WE will always have a bit of a soft spot for Oldfields restaurant in Claypath, Durham.

That may because the owner is “known to us” (not in the Biblical sense, I hasten to add) and that he supplies the Eating In column that graces this page with distinction on alternate weeks.

It is also because we have never had a duff meal there.

Not that we eat there often and certainly not so the staff would instantly recognise us when we walk through the door. But it does seem to be consistently good.

Now I know not everyone in Durham thinks that is the case. Some have suggested the service can be a bit slow and the cooking a bit variable.

Others think it expensive.

But we can only speak as we find and we have always found it agreeable and often nothing less than excellent.

At one time, it was Durham’s “award-winning restaurant”, collecting gongs like a bride showered in confetti. The honours and awards may have dried up as more fashionable and extravagant venues have opened in the city, but Oldfields has continued to plough its singular furrow based upon an enthusiastic commitment to local produce and the revival of traditional British dishes. It is probably more successful than it has ever been, if the evidence of a virtually full house on a Tuesday evening in mid-November (typically a quiet time in the restaurant year) is anything to go by.

Outwardly, not a great deal has changed since it first opened. There’s a slightly grand and formal restaurant on the first floor and the more relaxed brasserie atmosphere downstairs. A long bar with racked wines behind is the focal point. Tables and chairs are arranged in a cosy if not too-tightly-packed fashion, many with good peoplewatching positions overlooking Claypath.

There are two menus – a lunch and early bird selection (until 7pm Sunday-Friday and 6pm on Saturday) which costs a measily £10 for two courses and £12.95 for three, and an a la carte available every evening after 6pm.

What is most striking about both menus is the presence of dishes which a few years ago would have had most foodies heading swiftly for the exit.

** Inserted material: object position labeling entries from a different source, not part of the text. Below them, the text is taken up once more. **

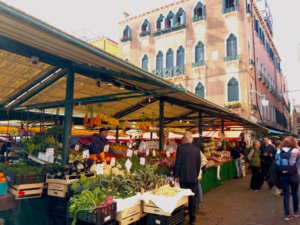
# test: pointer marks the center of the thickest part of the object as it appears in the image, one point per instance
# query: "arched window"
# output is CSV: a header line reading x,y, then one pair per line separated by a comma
x,y
126,34
145,28
159,61
231,47
170,59
145,62
230,5
169,22
200,90
233,90
199,12
180,17
159,22
199,52
180,56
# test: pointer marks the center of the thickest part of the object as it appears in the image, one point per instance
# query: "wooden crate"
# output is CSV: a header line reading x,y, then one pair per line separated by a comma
x,y
151,208
57,190
129,215
26,191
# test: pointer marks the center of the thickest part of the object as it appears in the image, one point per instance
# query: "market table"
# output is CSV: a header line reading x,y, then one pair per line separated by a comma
x,y
209,178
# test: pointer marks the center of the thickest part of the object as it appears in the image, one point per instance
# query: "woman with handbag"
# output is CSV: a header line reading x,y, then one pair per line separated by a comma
x,y
254,159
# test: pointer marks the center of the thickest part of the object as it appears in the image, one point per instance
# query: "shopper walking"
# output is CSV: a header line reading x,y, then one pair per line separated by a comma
x,y
267,155
187,168
236,156
254,159
286,162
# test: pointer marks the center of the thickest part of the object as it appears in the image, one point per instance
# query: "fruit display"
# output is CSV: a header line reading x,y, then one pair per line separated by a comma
x,y
166,191
87,202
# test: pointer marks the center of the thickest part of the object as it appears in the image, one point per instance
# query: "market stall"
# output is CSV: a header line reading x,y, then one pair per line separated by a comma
x,y
69,80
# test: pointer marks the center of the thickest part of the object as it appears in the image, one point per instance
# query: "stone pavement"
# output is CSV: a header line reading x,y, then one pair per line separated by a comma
x,y
232,203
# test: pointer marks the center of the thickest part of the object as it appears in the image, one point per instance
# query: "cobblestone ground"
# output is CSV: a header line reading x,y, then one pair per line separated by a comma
x,y
232,203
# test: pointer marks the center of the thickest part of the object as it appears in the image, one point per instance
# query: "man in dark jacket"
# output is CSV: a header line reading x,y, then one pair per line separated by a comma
x,y
267,156
100,142
187,168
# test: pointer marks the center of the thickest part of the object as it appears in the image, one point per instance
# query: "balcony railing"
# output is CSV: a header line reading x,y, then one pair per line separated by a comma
x,y
145,33
230,9
233,105
231,58
254,107
198,18
169,29
124,39
170,72
198,64
158,72
167,72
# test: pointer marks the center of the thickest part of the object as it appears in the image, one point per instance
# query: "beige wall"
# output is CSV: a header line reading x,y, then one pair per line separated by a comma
x,y
213,32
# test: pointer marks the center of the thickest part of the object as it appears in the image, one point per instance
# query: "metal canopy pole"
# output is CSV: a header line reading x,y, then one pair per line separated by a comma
x,y
200,130
68,115
117,134
161,124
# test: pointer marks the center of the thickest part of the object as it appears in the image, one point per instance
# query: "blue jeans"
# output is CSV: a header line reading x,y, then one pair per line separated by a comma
x,y
238,167
290,184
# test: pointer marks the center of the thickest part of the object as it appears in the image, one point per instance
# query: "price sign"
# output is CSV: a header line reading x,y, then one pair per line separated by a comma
x,y
100,169
85,154
168,154
106,148
128,165
129,153
49,152
77,147
113,161
143,161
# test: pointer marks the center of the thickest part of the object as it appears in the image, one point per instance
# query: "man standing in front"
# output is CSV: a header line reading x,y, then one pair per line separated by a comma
x,y
267,156
187,168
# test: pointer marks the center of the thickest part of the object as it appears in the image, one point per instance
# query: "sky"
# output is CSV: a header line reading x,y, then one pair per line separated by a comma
x,y
101,17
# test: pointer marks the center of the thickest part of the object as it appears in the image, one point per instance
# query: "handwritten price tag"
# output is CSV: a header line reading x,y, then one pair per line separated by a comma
x,y
168,154
49,152
106,148
129,153
85,154
142,161
113,161
100,169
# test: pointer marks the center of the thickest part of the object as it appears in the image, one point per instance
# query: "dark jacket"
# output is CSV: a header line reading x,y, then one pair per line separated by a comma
x,y
98,144
270,150
187,164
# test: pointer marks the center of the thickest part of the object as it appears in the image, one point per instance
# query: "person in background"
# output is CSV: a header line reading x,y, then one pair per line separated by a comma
x,y
289,180
267,155
236,156
99,141
187,169
202,170
254,159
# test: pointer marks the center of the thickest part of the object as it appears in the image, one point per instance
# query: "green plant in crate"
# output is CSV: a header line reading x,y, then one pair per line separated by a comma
x,y
87,201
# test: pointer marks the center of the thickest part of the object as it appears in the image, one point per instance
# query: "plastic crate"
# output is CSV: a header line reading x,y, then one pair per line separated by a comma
x,y
100,216
176,218
3,188
14,179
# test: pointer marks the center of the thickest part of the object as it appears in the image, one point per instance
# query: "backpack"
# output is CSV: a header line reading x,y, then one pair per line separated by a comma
x,y
284,166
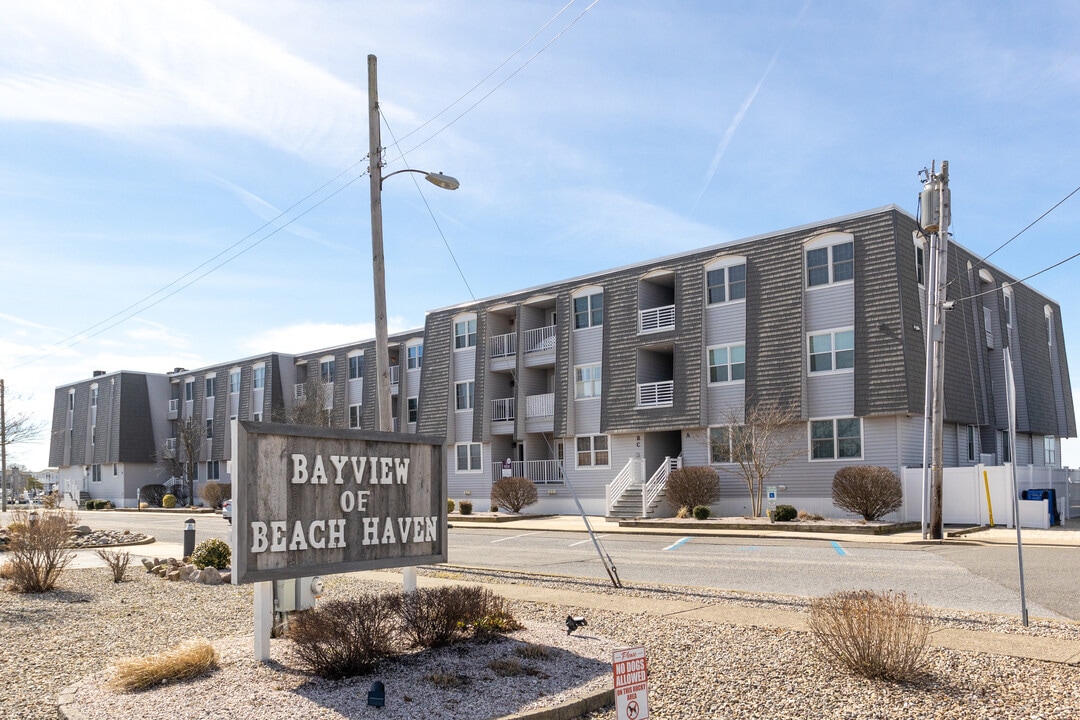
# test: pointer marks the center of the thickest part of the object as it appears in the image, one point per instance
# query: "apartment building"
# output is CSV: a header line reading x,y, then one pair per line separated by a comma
x,y
597,385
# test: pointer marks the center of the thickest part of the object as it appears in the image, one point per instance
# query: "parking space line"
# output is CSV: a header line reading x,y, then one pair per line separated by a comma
x,y
677,544
524,534
585,541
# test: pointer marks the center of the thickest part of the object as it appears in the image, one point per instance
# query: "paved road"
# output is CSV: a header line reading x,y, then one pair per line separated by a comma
x,y
950,575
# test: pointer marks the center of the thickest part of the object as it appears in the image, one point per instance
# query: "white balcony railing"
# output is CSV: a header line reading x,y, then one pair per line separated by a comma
x,y
502,345
502,409
540,406
541,472
657,318
656,394
540,340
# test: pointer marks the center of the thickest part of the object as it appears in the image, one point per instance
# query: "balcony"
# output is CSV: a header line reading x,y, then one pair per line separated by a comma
x,y
540,406
502,345
656,394
502,409
656,320
541,472
540,340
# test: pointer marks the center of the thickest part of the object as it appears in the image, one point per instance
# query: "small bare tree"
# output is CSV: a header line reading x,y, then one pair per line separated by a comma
x,y
181,460
754,442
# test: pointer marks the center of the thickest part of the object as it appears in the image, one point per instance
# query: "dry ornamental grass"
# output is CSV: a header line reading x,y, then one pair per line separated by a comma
x,y
186,661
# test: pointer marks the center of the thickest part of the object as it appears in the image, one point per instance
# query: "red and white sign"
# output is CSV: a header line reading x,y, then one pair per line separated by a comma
x,y
631,683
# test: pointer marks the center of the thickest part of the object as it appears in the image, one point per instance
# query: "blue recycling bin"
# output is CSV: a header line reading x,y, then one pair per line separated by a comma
x,y
1044,493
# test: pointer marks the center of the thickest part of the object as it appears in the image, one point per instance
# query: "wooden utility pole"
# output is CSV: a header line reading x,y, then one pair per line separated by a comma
x,y
935,217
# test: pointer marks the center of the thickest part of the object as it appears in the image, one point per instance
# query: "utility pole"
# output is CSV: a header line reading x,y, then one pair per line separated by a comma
x,y
3,452
935,217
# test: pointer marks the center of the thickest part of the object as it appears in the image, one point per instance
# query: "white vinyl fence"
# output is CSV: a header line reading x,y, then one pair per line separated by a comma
x,y
964,499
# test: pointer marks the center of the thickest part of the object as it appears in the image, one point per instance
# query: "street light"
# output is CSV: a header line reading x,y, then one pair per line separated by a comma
x,y
378,261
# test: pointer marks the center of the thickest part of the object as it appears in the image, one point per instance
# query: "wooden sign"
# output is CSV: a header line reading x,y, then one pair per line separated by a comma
x,y
310,501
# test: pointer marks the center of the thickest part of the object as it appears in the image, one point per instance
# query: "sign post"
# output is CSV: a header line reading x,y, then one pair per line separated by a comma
x,y
631,683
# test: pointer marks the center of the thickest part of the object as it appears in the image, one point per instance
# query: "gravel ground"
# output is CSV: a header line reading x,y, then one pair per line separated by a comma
x,y
697,669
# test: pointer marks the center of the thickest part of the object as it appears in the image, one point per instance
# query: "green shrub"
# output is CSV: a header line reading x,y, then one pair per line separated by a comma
x,y
867,490
785,513
215,493
212,553
513,493
876,635
690,487
345,638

Pan Haggerty, clapshot, pressed jellied ham and piccalilli, rabbit casserole and Blind Scouse are the sort of dishes our mothers and grandmothers made. It’s not nursery food exactly, but it is redolent of the past, a past where British dishes made the most of what was available, a time before supermarkets brought us the food of the worlds and turned our attention from the excellence of our own culinary traditions.

The local provenance is flagged up but not slavishly; the impression given is that ingredients are sourced locally if they are high quality, and certainly not regardless of whether they are any good.

It wasn’t clear where the prawns in Sylvia’s prawn cocktail (£6.50) came from but they were superb quality and coated in a very good Marie Rose sauce (a touch of tomato ketchup is the magic ingredient, apparently).

My leek and potato soup (£4.75) was made with an authentic stock and lightly creamed – there was still some texture left – and well seasoned.

It came with very fresh bread – from a bakery on Tyneside if we recall correctly.

Sylvia, who perhaps was struggling to slip back into a 1950s British culinary mindset, enjoyed a piece of grilled free-range chicken (tender, juicy, £14,50) and some stonkingly-good thick-cut chips, tomato, mushrooms and watercress.

I chose the rose veal (£15.50), cooked in the style of a blanquette of veal with a garlic, white and cream sauce. The veal comes from Walworth, near Darlington, where dairy farmer John Archer has been finding a good use for his bull calves, raising them humanely until slaughter at about seven months old.

The paleness and structure of the dish was a little unattractive but you have to forget arty-farty ideas of pictures on a plate when eating stew. The taste was pure comfort food; the flaking, slightly gelatinous texture of the meat, infused with the sauce, made for mouthfuls of satisfying, almost sticky-ish, garlic and mildly beefy flavour. If you are still a bit doubtful about eating veal, this is the dish to convince you.

The stew rested on a bed of new potatoes and I had a side dish of fresh seasonal greens (£2.50) to go with it.

Sylvia was replete and so was I in truth, but I couldn’t resist the bread and butter pudding (£6) served with custard. The twist to this was the inclusion of a little marmalade (from Just William hedgerow products, Gilling West, North Yorkshire) which gave it a bitter edge. Despite the beautiful crunchy-soft more-ishness of the dish I could not quite finish it.

Our bill, excluding drinks, was £56, including the automatic service charge of 12.5 per cent (which can be deducted if you don’t think the service up to scratch). I’m not a fan of this system, but it is increasingly becoming the norm. We certainly didn’t begrudge it in this case for youthful but savvy attentiveness.